An International Monetary Fund (IMF) team led by Rogerio Zandamela held discussions in Nairobi from June 8–18, 2015 on the Article IV Consultation with Somalia, the first such discussions in over 25 years.

At the end of the talks, Zandamela said that Somalia needs financial help, technical assistance and capacity building from the international community following a long civil war that left the economy and infrastructure weak.

“Even though the political and security situations remain challenging, Somalia has made tremendous progress since resuming relations with the IMF,” Zandamela said. Since relations began again on 12 April 2013, the Fund has been providing technical assistance and policy advice that “laid the groundwork for these discussions”, Zandamela said, though source data and coverage make it this challenging.

“Economic activity is estimated to have expanded by 3.7 per cent in 2014, driven by growth in agriculture, construction, and telecommunications. CPI inflation was 1.3 per cent. For 2015, real growth is projected at 2.7 and inflation should remain subdued at about 4 percent. With modest progress on the security front and an absence of drought, medium-term annual growth should be about five per cent. Nevertheless, growth will remain inadequate to redress poverty and gender disparities,” Zandamela said.

“The government is undertaking an ambitious reform programme. Progress toward good governance—with sound and accountable institutions—is important for the restoration of public confidence in government.
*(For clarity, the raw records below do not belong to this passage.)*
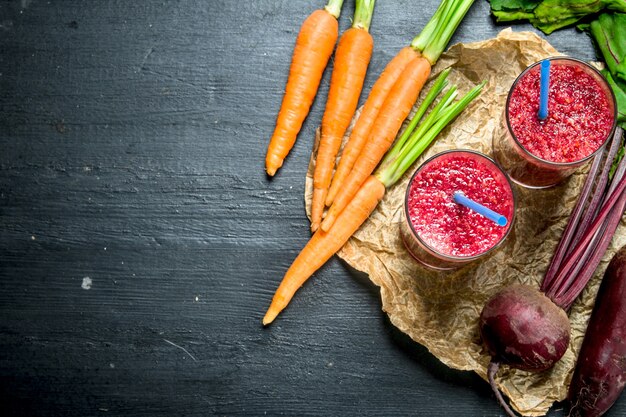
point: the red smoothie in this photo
(450, 229)
(580, 113)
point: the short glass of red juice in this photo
(441, 234)
(581, 117)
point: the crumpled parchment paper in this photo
(440, 310)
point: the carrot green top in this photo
(363, 14)
(334, 7)
(439, 30)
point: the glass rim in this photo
(432, 250)
(553, 163)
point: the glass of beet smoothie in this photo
(581, 117)
(442, 234)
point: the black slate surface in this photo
(140, 240)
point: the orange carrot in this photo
(323, 245)
(314, 46)
(397, 105)
(351, 61)
(364, 123)
(395, 109)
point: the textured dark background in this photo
(132, 141)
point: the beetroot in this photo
(524, 329)
(528, 329)
(600, 373)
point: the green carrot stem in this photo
(363, 12)
(439, 84)
(334, 7)
(438, 111)
(438, 42)
(421, 40)
(390, 175)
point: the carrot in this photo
(314, 46)
(364, 123)
(375, 100)
(351, 61)
(400, 100)
(323, 245)
(395, 109)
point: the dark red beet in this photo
(600, 373)
(524, 329)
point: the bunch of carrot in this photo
(354, 192)
(408, 148)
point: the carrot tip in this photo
(270, 316)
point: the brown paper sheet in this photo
(440, 310)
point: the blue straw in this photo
(543, 89)
(497, 218)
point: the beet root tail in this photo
(492, 369)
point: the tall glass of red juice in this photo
(442, 234)
(581, 117)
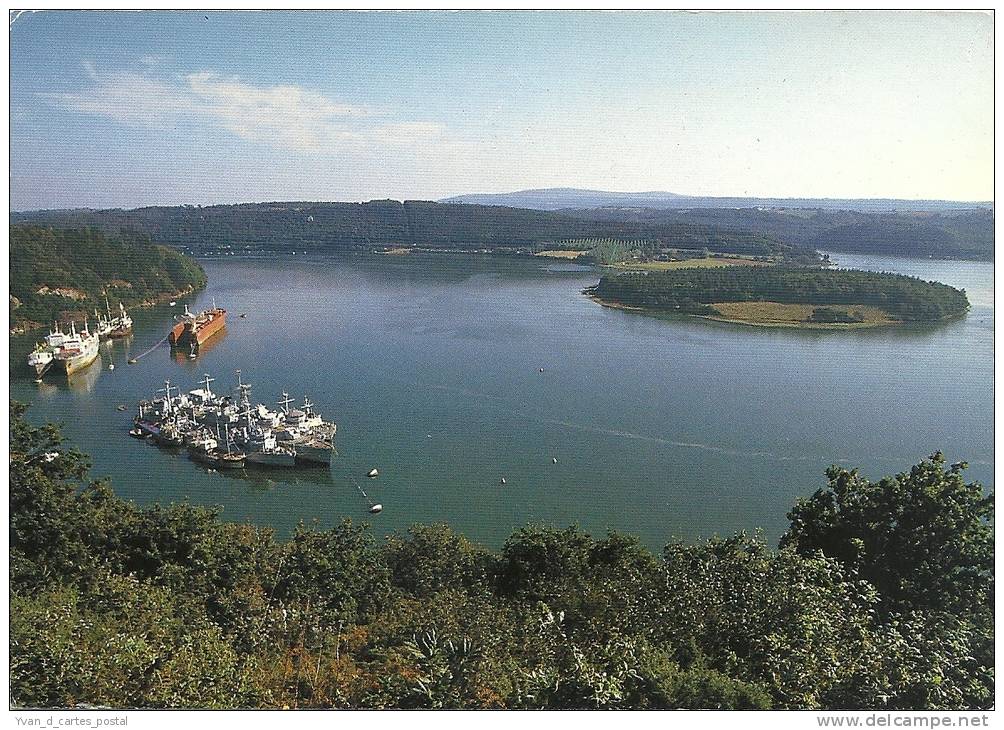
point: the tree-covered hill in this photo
(880, 596)
(325, 226)
(694, 290)
(964, 234)
(55, 270)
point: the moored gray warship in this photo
(228, 432)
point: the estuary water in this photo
(431, 366)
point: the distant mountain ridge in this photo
(393, 224)
(554, 199)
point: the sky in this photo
(134, 108)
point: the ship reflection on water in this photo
(189, 356)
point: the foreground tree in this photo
(924, 538)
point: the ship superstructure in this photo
(40, 358)
(194, 329)
(228, 431)
(77, 349)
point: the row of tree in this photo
(881, 595)
(88, 263)
(967, 234)
(280, 226)
(693, 289)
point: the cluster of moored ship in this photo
(228, 432)
(222, 431)
(72, 350)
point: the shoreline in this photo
(20, 330)
(746, 322)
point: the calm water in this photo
(430, 366)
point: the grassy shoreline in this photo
(653, 311)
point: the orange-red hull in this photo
(205, 326)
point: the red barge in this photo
(194, 329)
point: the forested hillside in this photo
(694, 290)
(880, 596)
(955, 234)
(56, 270)
(326, 226)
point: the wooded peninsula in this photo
(59, 273)
(784, 295)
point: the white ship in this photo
(78, 349)
(40, 358)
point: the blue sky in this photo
(119, 108)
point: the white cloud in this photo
(286, 116)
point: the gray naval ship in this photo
(228, 432)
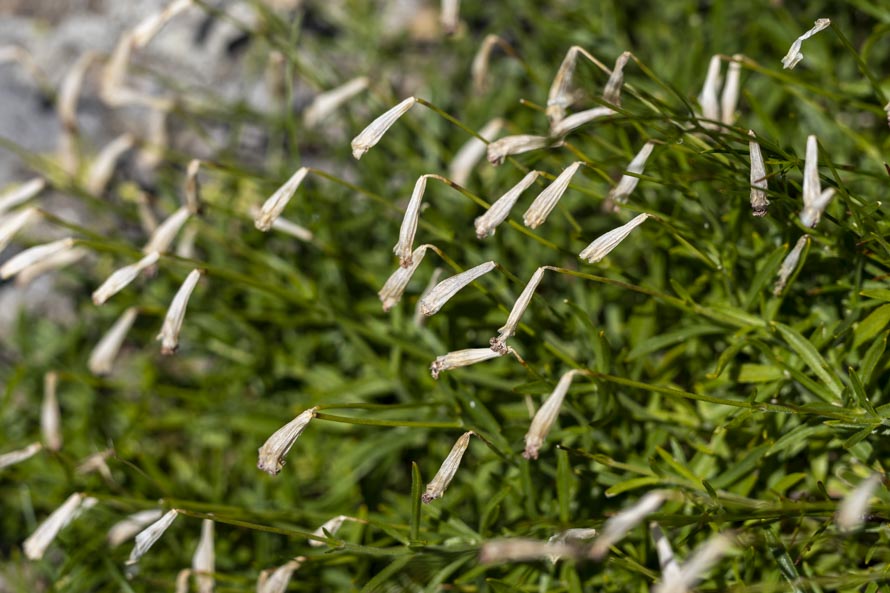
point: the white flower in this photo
(436, 488)
(276, 447)
(604, 244)
(371, 135)
(794, 56)
(444, 290)
(546, 201)
(169, 334)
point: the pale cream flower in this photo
(371, 135)
(789, 264)
(436, 488)
(274, 206)
(546, 416)
(446, 289)
(499, 343)
(50, 414)
(546, 201)
(120, 278)
(759, 183)
(272, 453)
(471, 153)
(128, 528)
(498, 212)
(169, 334)
(146, 538)
(324, 104)
(794, 56)
(34, 256)
(605, 243)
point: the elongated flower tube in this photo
(546, 416)
(20, 455)
(436, 488)
(274, 206)
(272, 453)
(395, 285)
(546, 201)
(851, 511)
(793, 57)
(163, 236)
(462, 358)
(759, 184)
(499, 343)
(444, 290)
(789, 264)
(498, 212)
(33, 256)
(471, 153)
(618, 526)
(628, 183)
(604, 244)
(122, 277)
(371, 135)
(169, 335)
(204, 559)
(146, 538)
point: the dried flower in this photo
(326, 103)
(395, 285)
(618, 526)
(605, 243)
(759, 184)
(103, 167)
(146, 538)
(543, 420)
(627, 183)
(462, 358)
(331, 526)
(851, 511)
(50, 415)
(169, 334)
(119, 279)
(794, 56)
(21, 194)
(35, 546)
(472, 152)
(499, 343)
(509, 145)
(442, 293)
(789, 264)
(371, 135)
(546, 201)
(204, 559)
(276, 581)
(443, 477)
(498, 212)
(133, 524)
(13, 457)
(276, 447)
(274, 206)
(33, 256)
(163, 236)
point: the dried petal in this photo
(498, 212)
(169, 334)
(443, 477)
(276, 447)
(371, 135)
(546, 416)
(442, 293)
(604, 244)
(794, 56)
(546, 201)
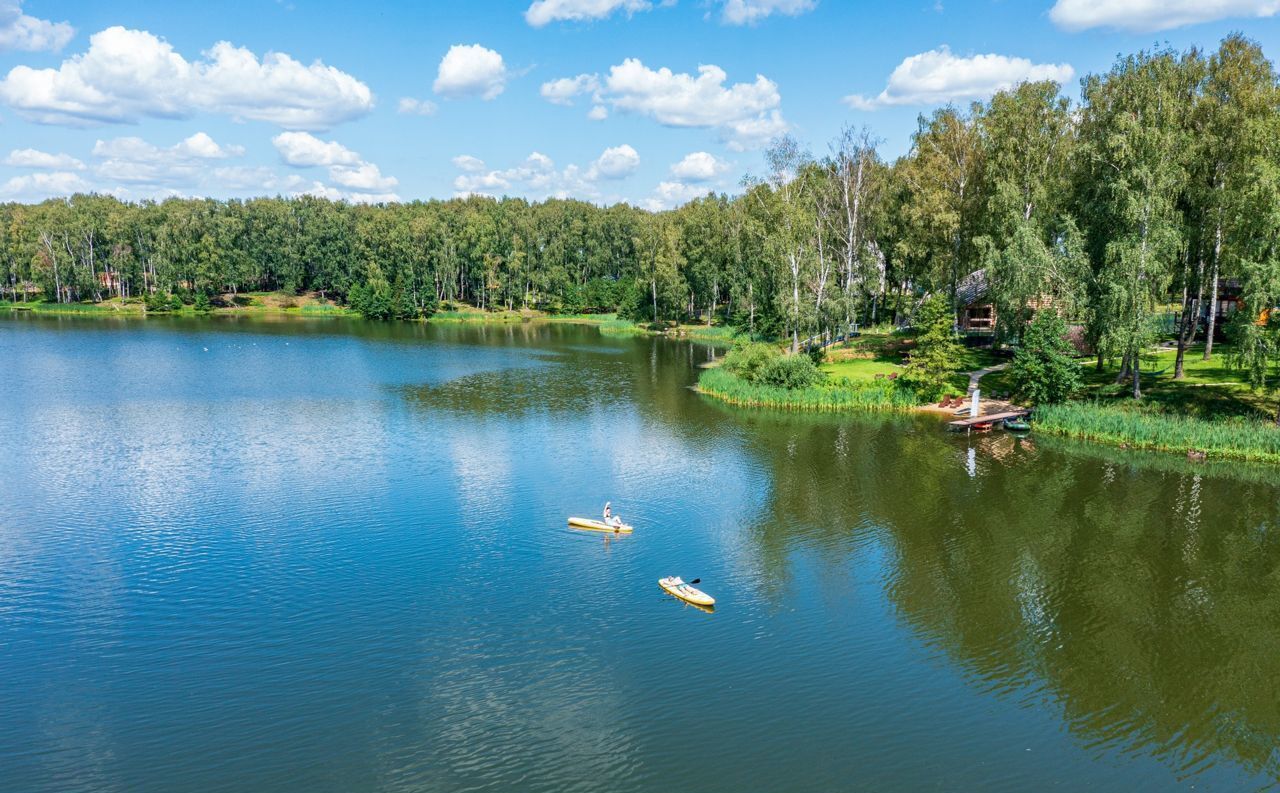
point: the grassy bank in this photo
(259, 303)
(876, 395)
(1223, 438)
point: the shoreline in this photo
(608, 322)
(1193, 439)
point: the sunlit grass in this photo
(1226, 438)
(874, 395)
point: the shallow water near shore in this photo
(332, 555)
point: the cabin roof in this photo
(973, 288)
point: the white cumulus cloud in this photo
(670, 195)
(22, 32)
(37, 187)
(415, 106)
(615, 163)
(749, 12)
(938, 77)
(305, 150)
(539, 178)
(699, 166)
(745, 114)
(32, 157)
(365, 177)
(563, 91)
(1150, 15)
(544, 12)
(470, 69)
(346, 166)
(469, 164)
(128, 74)
(136, 161)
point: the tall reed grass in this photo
(876, 395)
(1225, 438)
(622, 328)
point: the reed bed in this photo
(622, 328)
(1226, 438)
(876, 395)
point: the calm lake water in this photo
(330, 555)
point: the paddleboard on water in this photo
(675, 585)
(599, 526)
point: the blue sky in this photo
(142, 100)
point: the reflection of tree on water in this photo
(1144, 603)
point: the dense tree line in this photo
(1161, 180)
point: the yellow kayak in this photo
(675, 585)
(599, 526)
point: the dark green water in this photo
(332, 557)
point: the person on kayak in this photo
(609, 518)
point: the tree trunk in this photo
(1124, 369)
(1191, 321)
(1212, 306)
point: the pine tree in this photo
(1043, 370)
(937, 356)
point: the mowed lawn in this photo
(883, 354)
(1208, 389)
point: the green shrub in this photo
(874, 395)
(790, 372)
(748, 361)
(1232, 439)
(1043, 370)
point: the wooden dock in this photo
(964, 423)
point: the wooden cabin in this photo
(977, 312)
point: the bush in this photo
(163, 303)
(790, 372)
(880, 395)
(749, 360)
(936, 356)
(1043, 371)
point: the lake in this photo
(332, 555)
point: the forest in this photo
(1136, 200)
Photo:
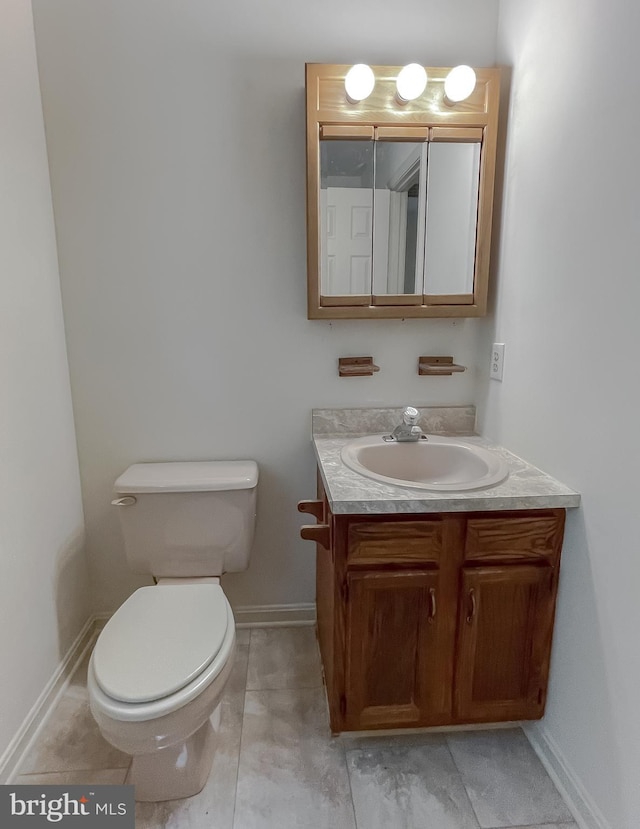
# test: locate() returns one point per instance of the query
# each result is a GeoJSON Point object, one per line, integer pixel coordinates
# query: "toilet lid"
{"type": "Point", "coordinates": [161, 639]}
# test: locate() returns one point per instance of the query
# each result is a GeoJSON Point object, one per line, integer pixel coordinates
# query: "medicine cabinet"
{"type": "Point", "coordinates": [399, 197]}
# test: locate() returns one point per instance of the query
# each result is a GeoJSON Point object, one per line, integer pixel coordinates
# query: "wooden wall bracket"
{"type": "Point", "coordinates": [438, 365]}
{"type": "Point", "coordinates": [356, 367]}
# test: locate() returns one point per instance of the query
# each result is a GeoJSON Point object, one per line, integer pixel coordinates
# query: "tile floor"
{"type": "Point", "coordinates": [277, 767]}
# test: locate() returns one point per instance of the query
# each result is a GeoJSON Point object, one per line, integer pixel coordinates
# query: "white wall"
{"type": "Point", "coordinates": [176, 144]}
{"type": "Point", "coordinates": [568, 297]}
{"type": "Point", "coordinates": [44, 585]}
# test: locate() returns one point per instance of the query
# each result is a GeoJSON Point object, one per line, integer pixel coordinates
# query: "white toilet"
{"type": "Point", "coordinates": [159, 667]}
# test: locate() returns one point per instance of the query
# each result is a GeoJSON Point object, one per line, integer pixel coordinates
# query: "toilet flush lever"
{"type": "Point", "coordinates": [127, 501]}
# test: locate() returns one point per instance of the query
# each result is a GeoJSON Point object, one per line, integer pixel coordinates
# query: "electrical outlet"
{"type": "Point", "coordinates": [497, 361]}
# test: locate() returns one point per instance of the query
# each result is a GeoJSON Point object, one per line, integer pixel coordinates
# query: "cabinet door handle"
{"type": "Point", "coordinates": [432, 605]}
{"type": "Point", "coordinates": [320, 533]}
{"type": "Point", "coordinates": [472, 605]}
{"type": "Point", "coordinates": [315, 508]}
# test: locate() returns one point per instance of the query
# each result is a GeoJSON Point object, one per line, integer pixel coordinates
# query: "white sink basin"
{"type": "Point", "coordinates": [438, 463]}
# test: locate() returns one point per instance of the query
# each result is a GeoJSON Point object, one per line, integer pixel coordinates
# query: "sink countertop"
{"type": "Point", "coordinates": [348, 492]}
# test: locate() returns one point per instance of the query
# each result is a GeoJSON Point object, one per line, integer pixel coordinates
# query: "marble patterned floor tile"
{"type": "Point", "coordinates": [243, 636]}
{"type": "Point", "coordinates": [213, 807]}
{"type": "Point", "coordinates": [547, 826]}
{"type": "Point", "coordinates": [70, 740]}
{"type": "Point", "coordinates": [292, 773]}
{"type": "Point", "coordinates": [408, 783]}
{"type": "Point", "coordinates": [505, 780]}
{"type": "Point", "coordinates": [86, 777]}
{"type": "Point", "coordinates": [283, 657]}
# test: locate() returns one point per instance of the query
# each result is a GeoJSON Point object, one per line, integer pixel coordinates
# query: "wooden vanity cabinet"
{"type": "Point", "coordinates": [435, 619]}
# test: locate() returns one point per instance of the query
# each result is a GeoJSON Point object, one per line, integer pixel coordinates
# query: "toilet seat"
{"type": "Point", "coordinates": [160, 641]}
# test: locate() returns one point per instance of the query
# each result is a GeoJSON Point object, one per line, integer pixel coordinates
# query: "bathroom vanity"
{"type": "Point", "coordinates": [434, 608]}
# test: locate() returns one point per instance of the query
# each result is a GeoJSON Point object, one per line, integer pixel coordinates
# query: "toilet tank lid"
{"type": "Point", "coordinates": [188, 476]}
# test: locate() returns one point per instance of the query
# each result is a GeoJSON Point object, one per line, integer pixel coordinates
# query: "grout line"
{"type": "Point", "coordinates": [462, 783]}
{"type": "Point", "coordinates": [346, 765]}
{"type": "Point", "coordinates": [244, 701]}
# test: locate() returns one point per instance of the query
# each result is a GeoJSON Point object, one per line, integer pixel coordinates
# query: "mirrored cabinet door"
{"type": "Point", "coordinates": [346, 220]}
{"type": "Point", "coordinates": [399, 222]}
{"type": "Point", "coordinates": [452, 217]}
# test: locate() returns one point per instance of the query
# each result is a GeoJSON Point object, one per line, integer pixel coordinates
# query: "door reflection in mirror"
{"type": "Point", "coordinates": [398, 217]}
{"type": "Point", "coordinates": [346, 216]}
{"type": "Point", "coordinates": [399, 211]}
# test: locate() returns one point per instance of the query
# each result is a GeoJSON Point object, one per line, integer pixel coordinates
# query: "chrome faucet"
{"type": "Point", "coordinates": [408, 431]}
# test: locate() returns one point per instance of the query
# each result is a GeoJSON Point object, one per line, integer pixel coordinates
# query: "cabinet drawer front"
{"type": "Point", "coordinates": [394, 542]}
{"type": "Point", "coordinates": [527, 538]}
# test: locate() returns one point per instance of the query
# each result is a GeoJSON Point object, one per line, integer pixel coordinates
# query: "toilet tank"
{"type": "Point", "coordinates": [189, 518]}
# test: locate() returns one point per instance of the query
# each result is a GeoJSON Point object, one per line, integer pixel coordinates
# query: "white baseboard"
{"type": "Point", "coordinates": [275, 615]}
{"type": "Point", "coordinates": [584, 810]}
{"type": "Point", "coordinates": [246, 617]}
{"type": "Point", "coordinates": [55, 687]}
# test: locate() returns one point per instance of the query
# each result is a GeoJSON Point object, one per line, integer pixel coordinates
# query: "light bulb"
{"type": "Point", "coordinates": [411, 82]}
{"type": "Point", "coordinates": [359, 82]}
{"type": "Point", "coordinates": [459, 83]}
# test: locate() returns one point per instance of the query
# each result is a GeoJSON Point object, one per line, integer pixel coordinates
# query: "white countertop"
{"type": "Point", "coordinates": [348, 492]}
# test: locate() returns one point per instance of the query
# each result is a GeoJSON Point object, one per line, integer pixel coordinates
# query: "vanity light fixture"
{"type": "Point", "coordinates": [359, 83]}
{"type": "Point", "coordinates": [411, 82]}
{"type": "Point", "coordinates": [459, 84]}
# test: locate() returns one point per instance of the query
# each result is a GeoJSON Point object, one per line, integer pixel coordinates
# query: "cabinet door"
{"type": "Point", "coordinates": [505, 625]}
{"type": "Point", "coordinates": [398, 662]}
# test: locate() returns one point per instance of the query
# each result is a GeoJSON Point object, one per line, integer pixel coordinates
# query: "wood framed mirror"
{"type": "Point", "coordinates": [399, 196]}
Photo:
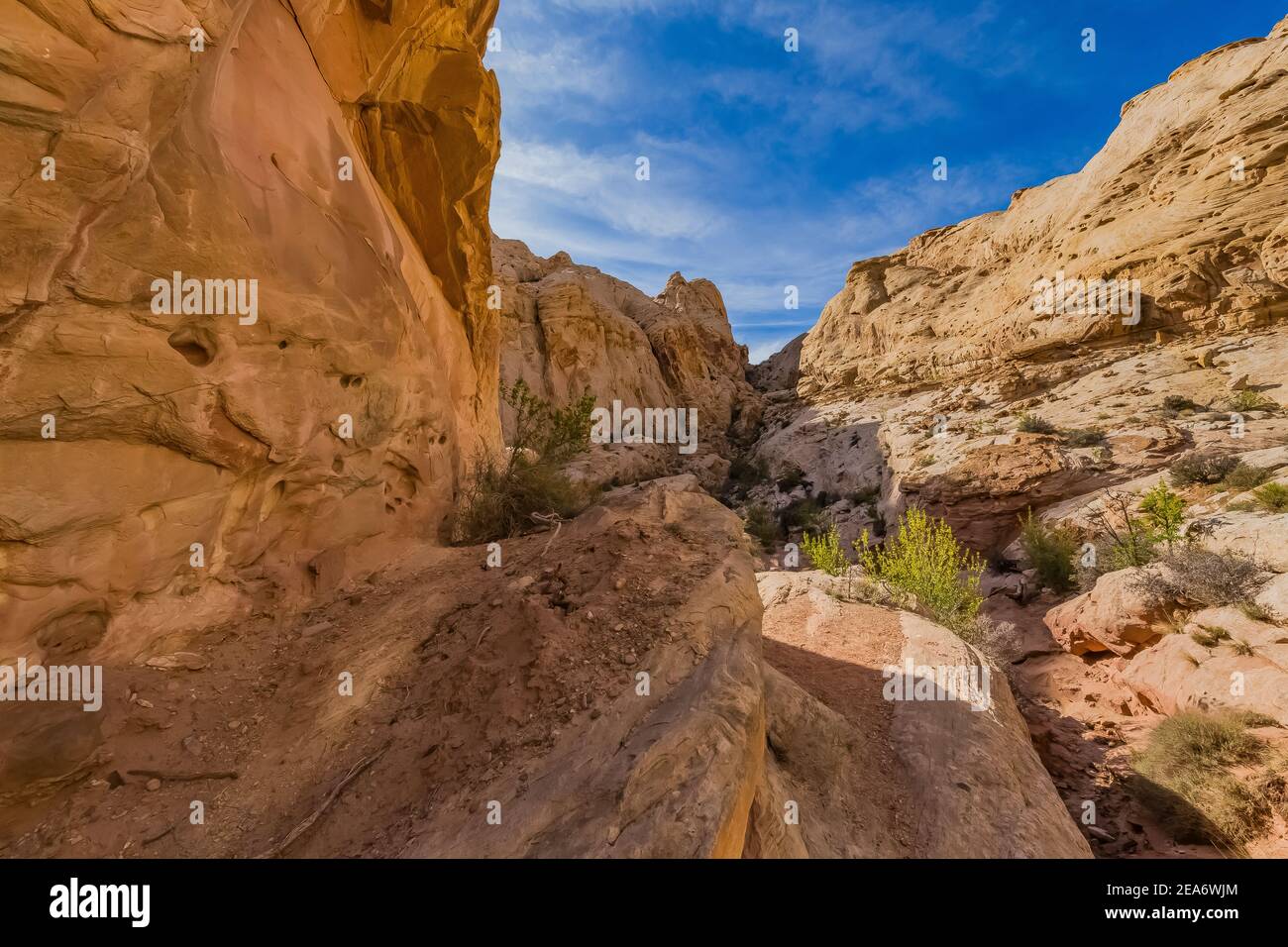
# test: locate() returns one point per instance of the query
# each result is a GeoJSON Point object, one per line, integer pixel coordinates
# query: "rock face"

Since Somalia has large potential for revenue from natural resources, effective concession management and a suitable fiscal regime are critical for peace and prosperity. The natural resource management strategy should incorporate best practices while facilitating private sector participation and ensuring transparency. Somalia also needs consensus regarding fiscal federalism, including responsibilities for service delivery, and revenue collection and sharing,” he added.

Zandamela said that despite notable progress in strengthening fiscal institutions, public finance management and budget prepartion still needs significant reform.

 “The 2015 federal budget was prepared on a zero cash balance basis with optimistic revenue forecasts and weak commitment control. Deficiencies in revenue mobilization, considerable expenditure pressure, and unfulfilled pledges of donor support have led to extraordinary difficulties in budget execution. The funding shortfall has led the federal government to ration cash and incur arrears to the defense forces, civil servants, and suppliers,” he said, noting that the sheer amount of government employees limits the state to a payroll-centric budget—wages account for 45 per cent of spending, while foreign grants account for 40 per cent.

“In light of lower domestic revenue and shortfalls in donor support, IMF staff projects a significant budget deficit in 2015. Accordingly, Somalia needs to boost revenue and revise the budget to align spending commitments with available resources. Going forward, Somalia should adopt policies to address important budget vulnerabilities. Fiscal rules, such as targets for the share of wages and capital, can help ensure fiscal sustainability and a desirable composition of spending. These rules should be accompanied by a medium-term fiscal framework to guide their realisation,” Zandamela said.